As wildfires rage across much of southern Europe, causing death and destruction, it’s sometimes difficult to remember — and perhaps insensitive to mention — that this is in fact a common occurrence, even necessary for the maintenance of vegetation and biodiversity in the Mediterranean.
In the Mediterranean, as in the mediterraneoids, fire occurs where vegetation is flammable. Combustibility is not a misfortune but an adaptation: plants that burn do so because they are fire-adapted. They make fire-promoting resins and other chemicals, or they have structural adaptations, such as producing a loose, airy litter of dead leaves and twigs which dries out and burns. Their ecology involves catching fire from time to time and burning up competitors.

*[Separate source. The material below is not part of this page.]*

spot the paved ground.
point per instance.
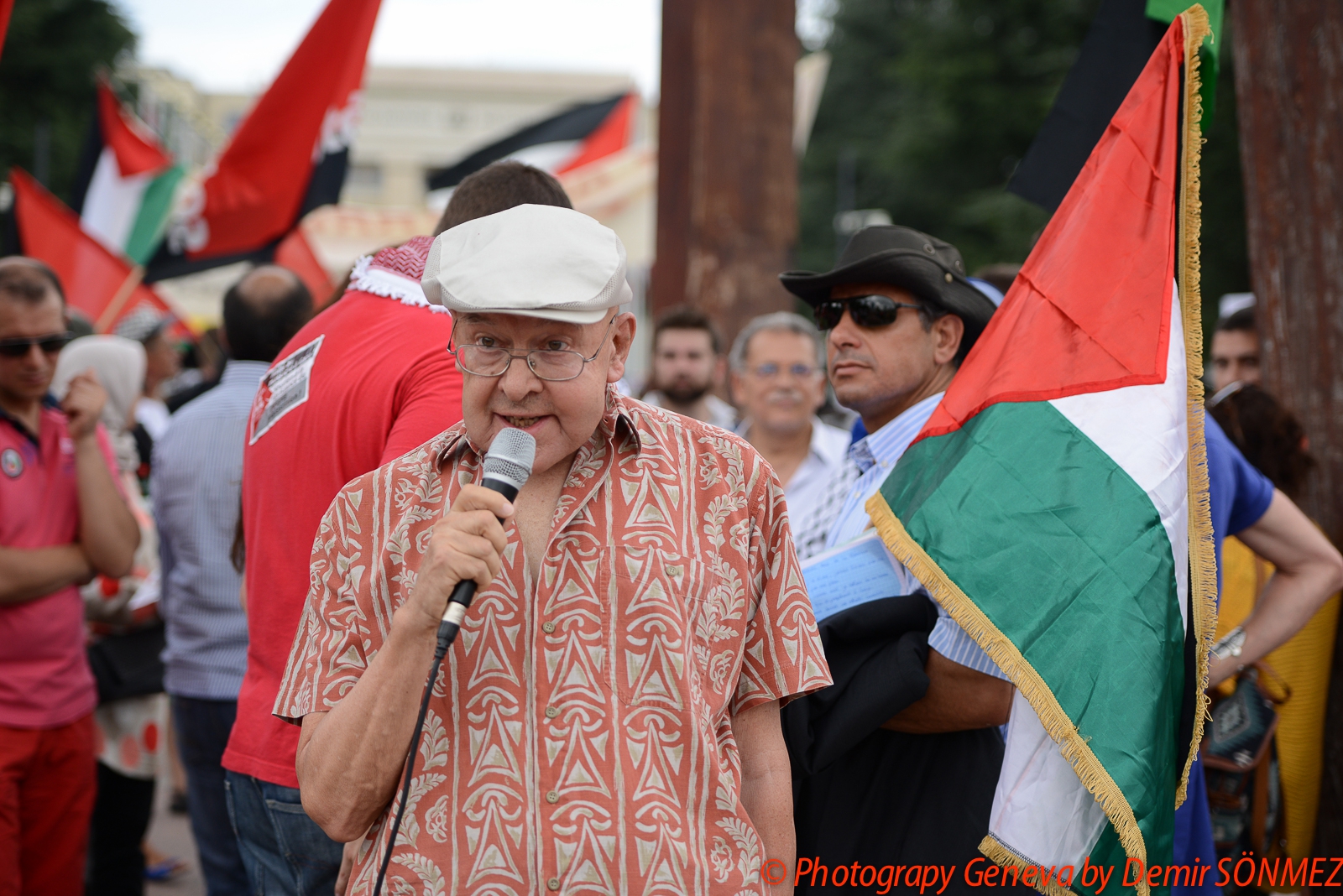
(171, 835)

Still, one wonders whether this might be too much of a “good” thing, and whether we’re heading for even more with climate change. What will this mean for particular species, for example crop wild relatives? Do we know how many are fire-adapted? And do we know even for those that are so adapted whether beyond a certain frequency or intensity fire becomes a threat rather than a necessity?
Dear Luigi:
The adaptation to fire may be in the sense of developing structures that allow the plants to survive or even thrive in the presence of this recurrent event, fire. A different story is having structures that promote fire. Resins may have other selective contexts in which to produce greater fitness, ie defense against herbivores, quite apparent in Parastrephia in Bolivia (see my prejudices). The existence of adaptations to fire, as in the cerrado and most savannas, is clear. Greetings, dear Luigi.